March 28, 2026
File fights on macOS
Detecting file changes on macOS with kqueue
Tiny Mac tool sparks big debate: speed vs scale, kqueue vs FSEvents
TLDR: A dev shows how to detect file changes on macOS using kqueue and wires it into a tiny reload tool. Commenters split between loving the simplicity, pushing Apple’s folder-level FSEvents for scale, and demanding speed benchmarks—while others praise BSD portability and drop alternative tools for comparison.
A solo dev showed how to make macOS notice file changes using kqueue—basically the system’s built‑in “hey, this file changed” buzzer—and plugged it into a tiny Go tool called reload. Simple idea, clean write‑up, and the crowd went wild. One camp cheered the craftsmanship ("small projects FTW!") and dropped tips like the minimalist entr. Another camp instantly raised the red flag: kqueue watches files one by one, which can melt your brain (and file descriptors) on giant folders. “Use Apple’s folder‑level thing instead”—that’s FSEvents, a higher‑level system that tracks whole directories.

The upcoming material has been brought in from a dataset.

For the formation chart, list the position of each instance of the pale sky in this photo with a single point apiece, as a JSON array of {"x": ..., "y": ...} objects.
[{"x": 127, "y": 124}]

Then the speed demons crashed in: benchmarks or it didn’t happen. One user demanded timing numbers from change to rerun—“I bet it’s super fast.” Meanwhile, portability warriors flexed: kqueue isn’t just macOS—it’s big across the BSD family too, with OpenBSD docs getting shout‑outs like they’re Michelin‑starred. And in true internet fashion, a commenter dropped their own watcher and even an eBPF experiment for the Linux-curious here.
The vibe? Cozy tool, spicy thread. Fans love the “just works” workflow; skeptics warn it won’t scale to massive projects; performance hawks want numbers; and the rest are swapping links like it’s Pokémon cards. It’s DIY energy vs enterprise scale, with a side of nerdy love for good docs and tiny tools.
Key Points
- •The author’s Go tool “reload” reruns commands when files change, watching named files or all files in the working directory.

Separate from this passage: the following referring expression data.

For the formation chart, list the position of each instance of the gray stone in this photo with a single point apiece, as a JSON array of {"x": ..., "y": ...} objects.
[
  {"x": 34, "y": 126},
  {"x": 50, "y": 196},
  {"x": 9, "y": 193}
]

- •Initially using fsnotify, the article explains macOS’s underlying mechanism: kqueue for file change notifications.
- •kqueue uses kevent structures with fields ident, filter, flags, fflags, and udata to register and read events.
- •For file changes, EVFILT_VNODE with NOTE_WRITE is used, along with EV_ADD and EV_CLEAR to manage event registration and resetting.
- •Multiple writes to a single file are collapsed into one event; files are opened with O_EVTONLY for event-only monitoring.